Edebiyat ve piyasa kelimelerini yan yana kullanmaktan imtina ediyorum. Lakin kitabın da, üzerine barkod konularak rafa yerleştirilen, rekabet içine giren, pazarlama stratejileri gözetilen, az yahut çok satılan bir piyasa ürünü olduğunu görmezden gelmek mümkün değil. Bir pazarı var bu işin ve bu pazarın da uluslararası bir boyutu. Bizdeki “okura satış yapmak” odaklı kitap fuarı anlayışından farklı olarak, sektörün bütün oyuncularını aynı çatı altında toplamayı hedefleyen dünya kitap fuarları, bu uluslararası boyutun görünür olduğu en önemli platformlar.

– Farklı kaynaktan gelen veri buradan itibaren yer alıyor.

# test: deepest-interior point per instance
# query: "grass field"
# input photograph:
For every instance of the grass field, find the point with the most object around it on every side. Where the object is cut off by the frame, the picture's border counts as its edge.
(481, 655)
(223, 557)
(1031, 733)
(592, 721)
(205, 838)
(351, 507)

Türkiye bu yıl Londra Kitap Fuarı’nda, “market focus country” yani “odak ülke” olarak arz-ı endam edecek. Fuarda Türkiye’yi 1.500 civarında eserin temsil edeceği biliniyor. Türkiye’nin 2008 yılında dünyadaki bir başka önemli kitap buluşması olan Frankfurt Kitap Fuarı’nın “onur konuğu” olmasının ardından, bir başka önemli uluslararası buluşmada böyle bir sıfatla yer alması, elbette kıymetli. Türk edebiyatının bir kez daha gözleri üzerine çekecek olması, en azından bunun için fırsat yakalayacak olması açısından en çok.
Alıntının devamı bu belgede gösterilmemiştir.